Dylan Liguori 10/16/13
Dr. Ellis EN 101 Understanding Literature
Attending the talk about what lies ahead for Jesuit education and the challenges it now currently faces opened my eyes to what I’m getting into in furthering my education and my self being. In Mary Shelley’s “Frankenstein,” Countee Cullen’s “Tableau,” and Paul Lawrence Dunbar’s “Theology” the message that I received and connected to the event was self-improvement and individualism. In all of these works we either see people having pride in what they do and what they stand for as in “Tableau” when the black boy and the white cross the way and how everyone is staring and judging, but it doesn’t in the slightest way bother them. The event’s speaker was commenting on what it means to receive a Jesuit education, and how the teachers, whether or not they are Jesuit and whether the fact that they are teaching at a Jesuit school will affect their research. This isn’t self-improvement in essence but as a community of Jesuit learners we must strive to instill these customs of learning and promote justice and realization of who you are, and why you are that person.
When Victor Frankenstein left his home to go study at Ingolstadt he left a very loving self-made family and was mournful, but looked on the bright side to learn about subjects he wanted to know more about. When coming back home after creating the creature he found his family and friends to be in a state of complete turmoil .Once he decided to leave to find the creature whom he believed had killed his loving brother, this is when his self-improvement began. He then observed the poor family and how even though they looked miserable and hungry, they found ways to smile once in a while and help each other out every single day for the betterment of the other members of the family. This connects to the event in the sense that the Jesuits are always trying to improve the way we learn, but still keeping what we believe to be fair and just instilled within the Jesuit students. Victor Frankenstein, although a troubled man who presumably lead to the death of three of his most loving companions and family members is trying to find ways to improve his well-being and that of others.
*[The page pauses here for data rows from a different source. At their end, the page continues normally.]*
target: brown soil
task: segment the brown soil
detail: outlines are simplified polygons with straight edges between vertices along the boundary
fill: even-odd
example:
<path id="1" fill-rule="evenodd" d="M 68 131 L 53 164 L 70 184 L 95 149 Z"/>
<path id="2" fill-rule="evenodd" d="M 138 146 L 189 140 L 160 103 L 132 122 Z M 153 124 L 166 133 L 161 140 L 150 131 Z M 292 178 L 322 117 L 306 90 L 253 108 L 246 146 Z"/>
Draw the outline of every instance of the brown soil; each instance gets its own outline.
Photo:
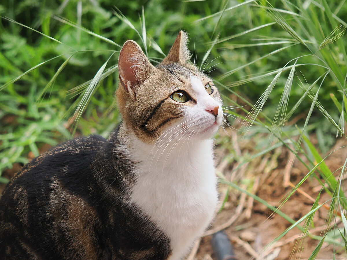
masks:
<path id="1" fill-rule="evenodd" d="M 217 162 L 218 171 L 221 172 L 227 180 L 237 183 L 241 188 L 256 194 L 272 206 L 278 206 L 281 200 L 291 189 L 290 186 L 285 187 L 286 185 L 288 183 L 295 185 L 308 172 L 297 159 L 295 161 L 292 167 L 286 170 L 288 162 L 292 155 L 289 149 L 283 146 L 257 157 L 249 163 L 241 165 L 241 162 L 245 158 L 247 158 L 247 156 L 249 157 L 247 155 L 254 154 L 259 151 L 255 147 L 258 141 L 257 138 L 261 139 L 262 138 L 258 137 L 242 139 L 238 136 L 239 132 L 231 129 L 227 129 L 227 132 L 229 137 L 227 138 L 230 138 L 230 141 L 228 141 L 228 144 L 224 146 L 219 145 L 216 150 L 216 158 L 220 158 Z M 226 134 L 222 133 L 221 135 L 222 138 Z M 268 137 L 264 138 L 268 138 Z M 314 137 L 311 137 L 311 141 L 314 140 Z M 230 142 L 232 142 L 231 148 Z M 331 151 L 346 145 L 347 141 L 345 140 L 339 140 Z M 44 146 L 40 151 L 43 152 L 49 148 Z M 230 159 L 228 155 L 232 153 L 238 156 L 239 160 L 235 158 Z M 30 154 L 28 157 L 31 158 Z M 339 149 L 338 152 L 335 153 L 333 156 L 328 157 L 325 162 L 333 172 L 343 165 L 346 157 L 347 147 L 344 147 Z M 19 164 L 14 164 L 13 168 L 6 171 L 3 176 L 10 178 L 21 166 Z M 339 171 L 337 171 L 337 176 L 339 173 Z M 288 176 L 286 182 L 286 178 Z M 3 187 L 3 185 L 0 186 L 0 192 L 2 192 Z M 219 188 L 221 193 L 226 194 L 227 188 L 226 185 L 220 184 Z M 281 208 L 280 210 L 295 221 L 297 220 L 311 209 L 321 188 L 316 179 L 309 178 Z M 236 259 L 308 259 L 318 241 L 309 237 L 304 240 L 298 239 L 302 239 L 302 233 L 296 227 L 264 250 L 264 247 L 273 241 L 291 224 L 279 215 L 273 214 L 263 204 L 253 201 L 244 193 L 231 189 L 228 194 L 228 200 L 223 209 L 217 215 L 211 229 L 218 228 L 231 218 L 235 218 L 235 221 L 225 229 L 225 231 L 232 242 Z M 313 198 L 310 199 L 309 196 Z M 327 204 L 329 206 L 329 200 L 330 198 L 329 194 L 323 191 L 321 193 L 320 202 L 323 203 L 327 202 Z M 314 216 L 314 226 L 310 232 L 311 234 L 322 235 L 325 233 L 327 213 L 327 209 L 323 207 L 318 210 Z M 338 226 L 342 226 L 338 219 L 337 221 Z M 302 225 L 303 224 L 303 223 L 301 223 Z M 197 251 L 192 252 L 188 259 L 190 260 L 217 259 L 211 245 L 212 236 L 209 235 L 204 237 Z M 316 259 L 332 259 L 333 250 L 333 245 L 324 242 Z M 337 252 L 336 259 L 347 259 L 344 249 L 336 246 L 335 250 Z"/>
<path id="2" fill-rule="evenodd" d="M 230 133 L 228 131 L 232 137 L 231 139 L 234 142 L 233 147 L 238 149 L 242 156 L 251 152 L 252 148 L 250 147 L 255 146 L 255 141 L 254 140 L 240 140 L 236 136 L 235 132 L 234 130 Z M 268 138 L 268 137 L 266 138 Z M 314 136 L 311 137 L 311 139 L 314 143 Z M 235 143 L 237 140 L 237 142 Z M 347 141 L 345 139 L 339 140 L 329 152 L 346 145 Z M 219 150 L 220 149 L 221 151 Z M 221 147 L 218 147 L 217 152 L 222 157 L 226 157 L 226 150 L 223 150 Z M 253 153 L 254 153 L 254 151 Z M 243 169 L 240 168 L 240 172 L 236 175 L 236 177 L 235 174 L 233 176 L 232 173 L 233 169 L 235 168 L 238 163 L 235 161 L 223 165 L 222 173 L 227 179 L 231 178 L 233 182 L 238 183 L 240 187 L 255 194 L 271 206 L 278 206 L 281 200 L 291 190 L 292 187 L 290 185 L 293 185 L 292 183 L 297 184 L 309 171 L 297 159 L 295 160 L 293 166 L 286 171 L 286 166 L 291 154 L 288 148 L 281 146 L 264 155 L 261 158 L 255 159 L 255 162 L 250 162 Z M 346 157 L 347 148 L 343 147 L 329 156 L 325 162 L 334 172 L 344 165 Z M 304 161 L 307 162 L 307 160 L 304 159 Z M 217 163 L 217 169 L 219 167 L 220 168 L 223 161 L 222 159 Z M 340 172 L 340 170 L 337 171 L 334 174 L 337 179 Z M 286 175 L 289 177 L 287 180 L 289 182 L 286 183 Z M 243 184 L 245 180 L 248 180 L 251 184 Z M 257 181 L 259 181 L 259 185 L 257 187 Z M 286 183 L 289 183 L 289 186 L 285 187 Z M 221 193 L 225 190 L 226 187 L 224 184 L 220 185 Z M 321 185 L 316 179 L 309 178 L 280 208 L 281 211 L 294 220 L 299 220 L 311 210 L 321 188 Z M 278 215 L 273 214 L 263 204 L 255 201 L 252 204 L 249 197 L 243 196 L 242 193 L 234 189 L 230 190 L 229 194 L 228 202 L 222 211 L 217 215 L 211 229 L 218 228 L 231 218 L 235 218 L 235 216 L 237 217 L 236 220 L 225 229 L 231 242 L 235 259 L 308 259 L 318 244 L 318 241 L 307 237 L 303 239 L 302 233 L 295 227 L 278 241 L 274 242 L 267 248 L 265 248 L 290 226 L 291 224 Z M 329 200 L 331 198 L 329 195 L 324 191 L 322 191 L 319 202 L 321 204 L 326 202 L 328 207 L 330 203 Z M 240 204 L 243 206 L 240 206 Z M 242 209 L 238 211 L 238 206 Z M 318 210 L 314 217 L 314 226 L 311 229 L 311 234 L 322 236 L 327 232 L 326 219 L 328 213 L 328 209 L 323 207 Z M 338 218 L 336 221 L 338 226 L 343 226 Z M 304 222 L 302 222 L 300 225 L 303 226 Z M 188 259 L 217 259 L 211 245 L 212 236 L 210 235 L 203 237 L 197 252 L 196 253 L 192 252 Z M 333 245 L 324 242 L 316 259 L 333 259 L 334 248 Z M 347 259 L 344 248 L 335 245 L 335 250 L 336 259 Z"/>

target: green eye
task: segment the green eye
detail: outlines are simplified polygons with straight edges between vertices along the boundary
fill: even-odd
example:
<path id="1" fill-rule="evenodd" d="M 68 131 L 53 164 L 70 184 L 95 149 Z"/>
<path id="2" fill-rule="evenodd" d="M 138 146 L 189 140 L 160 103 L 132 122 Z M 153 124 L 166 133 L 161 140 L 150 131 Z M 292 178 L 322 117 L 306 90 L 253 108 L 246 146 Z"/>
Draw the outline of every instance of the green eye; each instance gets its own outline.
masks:
<path id="1" fill-rule="evenodd" d="M 180 90 L 174 92 L 170 96 L 170 97 L 176 102 L 179 102 L 180 103 L 184 103 L 189 100 L 187 94 L 184 92 Z"/>
<path id="2" fill-rule="evenodd" d="M 211 95 L 213 92 L 213 89 L 209 84 L 206 84 L 205 85 L 205 89 L 206 90 L 206 92 L 209 95 Z"/>
<path id="3" fill-rule="evenodd" d="M 211 95 L 213 92 L 213 89 L 209 84 L 206 84 L 205 85 L 205 89 L 206 90 L 206 92 L 209 95 Z"/>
Tableau speaks of individualism and pride. The walking and the crossing of arms with one of another race during this time period was almost seen as breaking a commandment. While judged and gossiped about, the two hold their heads high and are comfortable with what they believe in. In the speech a student asked a question regarding the ethnicity difference that we have here at Loyola and why is it that the school is predominantly white. The question was answered directly and the thing that I mostly got out of it was the last thing the man sitting next to the speaker was that it was an embarrassing truth about our school’s diversity. It is a step of the awareness that this should and must change, but I didn’t see any intensity and honesty on reflecting on the question and maybe suggesting ideas to think about on changing the status quo.
“Theology” is a very short poem, but has a message that is meaningful and long lasting. What the speaker talks about is having the belief in an eternal resting place, which I also believe in, and the way to end up there when you pass on from this earth is through good works and kindness to all things and others. His neighbors (most likely the ones whom he sees as not very polite or warm-hearted) have done ill deeds and will end up with eternal damnation and suffering in the afterlife. With this thought buzzing in our heads, it teaches us to act and be a judge of our own characters and realize what is right from wrong. Jesuit values are what coming to Loyola is all about. Self-awareness and judgment and improvement is what we focus on and should continue to focus on.
After sitting through the speech and reading these works it struck me that even though I believe I am a loving individual and caring towards others, there is always one tiny thing that still misleads us from perfection. In response to this living with your own freedom and your duty to yourself to become the best suited person you can become is what this life is all about.